気配を感じて横を見る。あの黒猫だった。じっと金の瞳を凝らして碧を見つめている。
不意に回れ右をしてどこかに行ってしまう。
ここ数日、見ることのできなかった青い空が広がっていた。
新聞を広げる。
「大東亜の平和守る、嗚呼堂々の日独空中艦隊」「天かける絆、日独空の乙女たち、凱歌を挙ぐ」「たちまち火の海! 自由主義匪賊の塒を爆砕の快挙!」
大見出しと共に内容の無い派手な言葉が踊っている。
昨日の爆撃は大成功ということになっていた。本当のことを知っているのは、おそらく敵だけだろう。ドイツのアルバトロスを使った電波警戒機潰しはうまくいった。今後、本格的に取り入れる必要がある。
紫苑が歩いてきた。起きあがる。
「お疲れ様です」
「ああ、お疲れ。あ、なんかあなたに勲章くれるってよ。武功章。おめでとう。部隊は感状を貰ったわ」
乗員を脱出させて操縦した勇敢な行為及び、地対空誘導弾の詰まった倉庫を吹き飛ばした戦果に対してだという。

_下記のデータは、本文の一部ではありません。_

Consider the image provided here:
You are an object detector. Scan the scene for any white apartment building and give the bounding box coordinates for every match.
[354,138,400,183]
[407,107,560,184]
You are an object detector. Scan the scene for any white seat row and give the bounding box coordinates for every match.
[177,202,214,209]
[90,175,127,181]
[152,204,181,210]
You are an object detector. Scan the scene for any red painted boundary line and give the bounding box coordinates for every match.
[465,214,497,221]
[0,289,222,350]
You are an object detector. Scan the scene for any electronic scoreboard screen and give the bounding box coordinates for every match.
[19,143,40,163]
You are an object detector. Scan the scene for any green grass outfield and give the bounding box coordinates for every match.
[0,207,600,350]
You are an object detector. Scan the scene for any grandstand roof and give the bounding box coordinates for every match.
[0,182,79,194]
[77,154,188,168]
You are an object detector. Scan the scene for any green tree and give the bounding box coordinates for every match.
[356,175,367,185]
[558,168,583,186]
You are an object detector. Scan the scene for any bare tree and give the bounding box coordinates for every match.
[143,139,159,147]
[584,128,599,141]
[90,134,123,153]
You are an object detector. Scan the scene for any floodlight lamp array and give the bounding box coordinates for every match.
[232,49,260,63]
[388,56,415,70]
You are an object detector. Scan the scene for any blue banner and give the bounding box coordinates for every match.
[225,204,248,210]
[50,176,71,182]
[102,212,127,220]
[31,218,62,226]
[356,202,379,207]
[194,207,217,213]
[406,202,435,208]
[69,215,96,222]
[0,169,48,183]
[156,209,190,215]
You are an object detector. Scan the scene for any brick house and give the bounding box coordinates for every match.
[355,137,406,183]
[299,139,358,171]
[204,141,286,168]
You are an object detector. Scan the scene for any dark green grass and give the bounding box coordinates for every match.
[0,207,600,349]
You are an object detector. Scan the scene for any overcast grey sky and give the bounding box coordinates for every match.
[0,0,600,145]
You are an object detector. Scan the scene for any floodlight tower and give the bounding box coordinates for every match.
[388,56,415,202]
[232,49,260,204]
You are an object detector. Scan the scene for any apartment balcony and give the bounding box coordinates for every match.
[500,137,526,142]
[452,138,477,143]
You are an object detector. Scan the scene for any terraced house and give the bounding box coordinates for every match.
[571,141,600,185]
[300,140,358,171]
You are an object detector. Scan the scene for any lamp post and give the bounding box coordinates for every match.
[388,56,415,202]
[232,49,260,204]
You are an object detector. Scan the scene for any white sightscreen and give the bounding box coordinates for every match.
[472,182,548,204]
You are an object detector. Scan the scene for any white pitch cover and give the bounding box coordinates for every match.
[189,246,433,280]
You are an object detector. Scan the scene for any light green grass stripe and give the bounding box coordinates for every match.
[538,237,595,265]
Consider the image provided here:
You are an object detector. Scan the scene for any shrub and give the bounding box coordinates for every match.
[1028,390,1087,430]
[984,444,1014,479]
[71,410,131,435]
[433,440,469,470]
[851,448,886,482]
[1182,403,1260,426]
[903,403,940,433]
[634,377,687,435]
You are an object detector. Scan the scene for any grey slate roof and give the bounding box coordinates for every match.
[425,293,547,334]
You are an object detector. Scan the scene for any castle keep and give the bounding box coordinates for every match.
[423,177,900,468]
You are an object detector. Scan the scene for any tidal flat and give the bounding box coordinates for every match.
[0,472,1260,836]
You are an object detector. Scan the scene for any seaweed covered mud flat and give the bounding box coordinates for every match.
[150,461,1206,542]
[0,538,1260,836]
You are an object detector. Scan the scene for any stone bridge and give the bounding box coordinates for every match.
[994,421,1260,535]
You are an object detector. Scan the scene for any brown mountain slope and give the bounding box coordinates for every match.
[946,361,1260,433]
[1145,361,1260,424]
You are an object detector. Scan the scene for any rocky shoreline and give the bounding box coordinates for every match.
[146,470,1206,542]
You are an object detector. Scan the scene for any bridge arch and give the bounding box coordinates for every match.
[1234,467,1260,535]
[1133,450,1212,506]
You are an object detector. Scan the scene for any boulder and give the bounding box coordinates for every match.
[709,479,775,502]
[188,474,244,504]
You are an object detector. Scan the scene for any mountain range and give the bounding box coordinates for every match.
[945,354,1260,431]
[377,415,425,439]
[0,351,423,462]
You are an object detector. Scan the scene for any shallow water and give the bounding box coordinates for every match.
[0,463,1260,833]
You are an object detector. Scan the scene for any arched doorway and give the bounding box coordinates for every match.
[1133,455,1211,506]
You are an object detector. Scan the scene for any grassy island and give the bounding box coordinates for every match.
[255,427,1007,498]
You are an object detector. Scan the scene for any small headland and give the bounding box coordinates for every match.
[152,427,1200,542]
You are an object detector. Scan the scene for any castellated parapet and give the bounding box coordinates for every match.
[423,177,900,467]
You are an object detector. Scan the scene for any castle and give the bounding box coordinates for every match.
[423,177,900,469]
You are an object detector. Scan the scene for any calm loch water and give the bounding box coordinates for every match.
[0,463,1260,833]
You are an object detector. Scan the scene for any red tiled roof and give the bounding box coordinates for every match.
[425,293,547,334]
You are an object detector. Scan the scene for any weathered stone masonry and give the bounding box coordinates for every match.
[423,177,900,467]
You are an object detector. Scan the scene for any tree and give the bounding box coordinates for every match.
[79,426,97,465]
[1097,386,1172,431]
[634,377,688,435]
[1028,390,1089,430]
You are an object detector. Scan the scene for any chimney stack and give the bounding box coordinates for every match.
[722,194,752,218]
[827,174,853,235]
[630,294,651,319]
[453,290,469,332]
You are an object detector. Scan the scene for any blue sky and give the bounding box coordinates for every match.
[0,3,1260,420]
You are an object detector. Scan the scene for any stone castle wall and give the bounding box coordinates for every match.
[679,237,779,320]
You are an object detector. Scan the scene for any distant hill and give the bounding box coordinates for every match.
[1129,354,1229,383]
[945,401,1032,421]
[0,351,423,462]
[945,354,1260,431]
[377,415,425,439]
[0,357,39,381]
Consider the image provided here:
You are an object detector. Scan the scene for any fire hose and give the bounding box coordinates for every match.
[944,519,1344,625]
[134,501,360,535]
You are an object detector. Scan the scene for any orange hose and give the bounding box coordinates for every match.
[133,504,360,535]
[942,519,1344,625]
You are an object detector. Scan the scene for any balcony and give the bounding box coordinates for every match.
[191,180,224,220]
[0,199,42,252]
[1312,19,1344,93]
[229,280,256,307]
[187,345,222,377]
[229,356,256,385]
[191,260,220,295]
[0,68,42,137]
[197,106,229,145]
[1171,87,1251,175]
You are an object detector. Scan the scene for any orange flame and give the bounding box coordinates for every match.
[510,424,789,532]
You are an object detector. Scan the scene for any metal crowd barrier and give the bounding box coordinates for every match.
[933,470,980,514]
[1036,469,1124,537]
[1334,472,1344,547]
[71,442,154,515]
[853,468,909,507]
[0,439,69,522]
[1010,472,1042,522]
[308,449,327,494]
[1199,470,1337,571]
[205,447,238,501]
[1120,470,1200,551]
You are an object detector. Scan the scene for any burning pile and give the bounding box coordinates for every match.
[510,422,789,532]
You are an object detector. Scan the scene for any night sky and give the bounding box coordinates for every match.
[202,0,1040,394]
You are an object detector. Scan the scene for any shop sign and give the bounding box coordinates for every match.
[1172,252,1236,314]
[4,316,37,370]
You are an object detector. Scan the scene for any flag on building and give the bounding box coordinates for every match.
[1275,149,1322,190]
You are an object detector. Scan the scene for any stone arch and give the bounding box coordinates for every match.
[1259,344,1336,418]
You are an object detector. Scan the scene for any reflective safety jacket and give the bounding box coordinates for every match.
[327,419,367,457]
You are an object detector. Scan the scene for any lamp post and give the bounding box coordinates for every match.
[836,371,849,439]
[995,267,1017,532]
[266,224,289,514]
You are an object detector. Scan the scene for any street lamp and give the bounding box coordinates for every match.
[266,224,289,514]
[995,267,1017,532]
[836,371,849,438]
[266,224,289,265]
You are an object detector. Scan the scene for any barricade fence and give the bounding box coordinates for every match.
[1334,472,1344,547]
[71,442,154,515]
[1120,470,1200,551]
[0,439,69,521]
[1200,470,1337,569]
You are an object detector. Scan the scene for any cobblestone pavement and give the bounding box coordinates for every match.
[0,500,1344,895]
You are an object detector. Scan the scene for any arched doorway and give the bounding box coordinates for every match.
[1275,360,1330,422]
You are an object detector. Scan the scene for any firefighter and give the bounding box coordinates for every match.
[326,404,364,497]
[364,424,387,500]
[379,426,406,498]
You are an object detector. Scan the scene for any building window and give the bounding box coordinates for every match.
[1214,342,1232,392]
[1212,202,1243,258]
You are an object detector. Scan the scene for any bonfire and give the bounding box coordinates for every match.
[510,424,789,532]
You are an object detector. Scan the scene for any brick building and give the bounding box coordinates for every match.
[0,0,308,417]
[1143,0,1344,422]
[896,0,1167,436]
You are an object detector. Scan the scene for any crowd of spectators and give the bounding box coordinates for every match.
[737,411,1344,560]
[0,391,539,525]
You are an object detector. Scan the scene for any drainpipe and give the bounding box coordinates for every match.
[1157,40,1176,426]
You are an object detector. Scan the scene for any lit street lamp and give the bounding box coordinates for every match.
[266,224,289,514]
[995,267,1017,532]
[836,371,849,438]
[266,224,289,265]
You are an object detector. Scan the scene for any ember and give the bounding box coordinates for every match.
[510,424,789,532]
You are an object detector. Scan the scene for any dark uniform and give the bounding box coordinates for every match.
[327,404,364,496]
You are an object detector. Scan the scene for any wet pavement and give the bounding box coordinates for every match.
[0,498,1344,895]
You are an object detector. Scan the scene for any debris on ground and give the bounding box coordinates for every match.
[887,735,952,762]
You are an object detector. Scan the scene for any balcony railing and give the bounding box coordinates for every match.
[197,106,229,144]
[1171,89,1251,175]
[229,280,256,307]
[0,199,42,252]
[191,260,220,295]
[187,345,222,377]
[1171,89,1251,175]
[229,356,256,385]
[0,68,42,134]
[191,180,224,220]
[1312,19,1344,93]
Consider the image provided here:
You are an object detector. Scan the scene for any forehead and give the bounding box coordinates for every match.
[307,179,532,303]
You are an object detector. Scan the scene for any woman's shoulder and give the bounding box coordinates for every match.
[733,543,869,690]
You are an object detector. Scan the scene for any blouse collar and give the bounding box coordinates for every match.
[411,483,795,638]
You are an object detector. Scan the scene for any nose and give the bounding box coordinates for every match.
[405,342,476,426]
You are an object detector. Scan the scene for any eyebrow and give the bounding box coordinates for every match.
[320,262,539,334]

碧の黒龍は全損、廃棄処分が決定したが、脱出した乗員は無事帰還した。ナコンパノムの基地で再会した時は全身から力が抜ける思いがした。
護衛のドイツ女子パイロットたちは、実にドイツ人らしい実直さで、当然のことをしたまでだ、という見事な態度をとって、パキスタンに帰っていった。次回作戦での再会を約して。
だが、万事めでたしではない。碧の誕生会では一人空席だった。
藍は助からなかった。病院に後送され、一昼夜後に息を引き取った。地上に着いたのはわかったらしい。もう賑やかなあの面子の3人組を見ることは永久に無い、と思うと碧はなんともいえない寂寥感に襲われた。直率の機体を失うことには慣れたが、自機の空中勤務者を失うのは、はじめてだった。
藍が戦死したのに何が勲章だ。馬鹿馬鹿しいアホらしい。男の子の喜ぶ銀バッヂに興味は無い。
「碧は格好つけしいよ。危なっかしいったらないわ。私がくたばったら代わりに、ここを仕切れるのはあなたくらいしかいないんだから」
藍を助けようと、落ちそうな機体を操縦して、不時着したことは結果的に無駄になってしまった。
だが、藍をたった一人落ちる機体に残すよりは、側についてやれてよかったと思いたい。そうやって自己満足に浸るのは果たして許されるのだろうか? 同時にいつまでも、自分の責任だと自己憐憫に浸るのは許されるのだろうか?
藍の出身はどこの国だろうか、とふと考える。靖国へ行くと言うが、大半の子は靖国の桜も見たことがない。
日本さえ行ったこともなく知らない。
死して大東亜を守る英霊になったというより、二度と自分自身が脅かされることのない楽園に行ったと思うべきか。とりとめのない思考が浮いては消えていく。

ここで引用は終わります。